My doctor asked if my diet had changed.
I told him I have been gorging on hope.
He said, “you need to monitor that, because hope deferred will make your heart sick.”
Turns out he was right. The next day Hope decided what I really needed for a season was a diet of disappointment.
“It would be good for you” he said. You’ll thank me for it later.”
Sure enough, overnight the promises I once fed on began to taste like hospice haute cuisine —those pimento cream cheese tea sandwiches they serve as afternoon snacks to the terminally ill.

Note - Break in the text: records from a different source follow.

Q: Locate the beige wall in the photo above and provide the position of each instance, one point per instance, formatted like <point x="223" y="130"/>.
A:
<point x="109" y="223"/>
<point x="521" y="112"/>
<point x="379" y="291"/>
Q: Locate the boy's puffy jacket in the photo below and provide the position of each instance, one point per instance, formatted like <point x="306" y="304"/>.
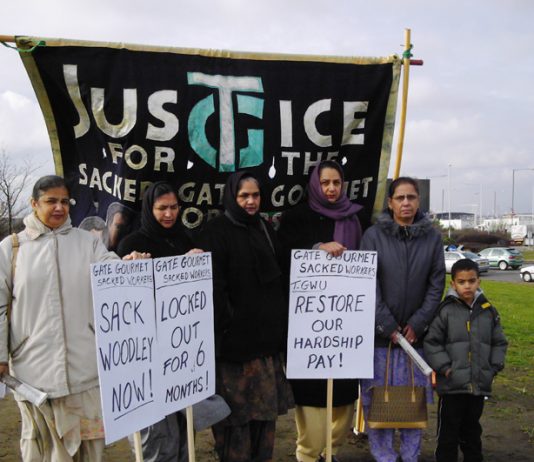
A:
<point x="468" y="341"/>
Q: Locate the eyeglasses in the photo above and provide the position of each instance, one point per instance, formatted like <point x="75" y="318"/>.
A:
<point x="245" y="196"/>
<point x="163" y="208"/>
<point x="53" y="201"/>
<point x="403" y="197"/>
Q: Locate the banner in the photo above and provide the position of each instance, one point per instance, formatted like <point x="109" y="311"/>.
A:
<point x="121" y="116"/>
<point x="331" y="315"/>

My heart went on a hunger strike.
They forced fed me with an intravenous solution of positive placebos and eventually released me.
But something happened last night last night amid the movable feast of the unforeseeable—hope showed up at my door with a three topping 16 inch pizza.
Turns out he had the wrong address.
It was for Lucille, my next door neighbor, who recently lost her husband Mike to pancreatic cancer.
I was happy the pizza was for her. She too had suffered a diet of disappointment for a season.
Five minutes later she called and asked if I would like to help her eat that pie.
Of course I said yes.
We ate. We talked.We laughed. I actually liked the pineapple topping. With every bite we both felt an appetite for hope rise up within us, like one of those self rising pizza crusts they advertise on television.
Speaking of crusts, Lucille remarked how the crust on our pizza tasted nothing at all like those awful hospice haute cuisine tea sandwiches.
And I had every reason to believe her.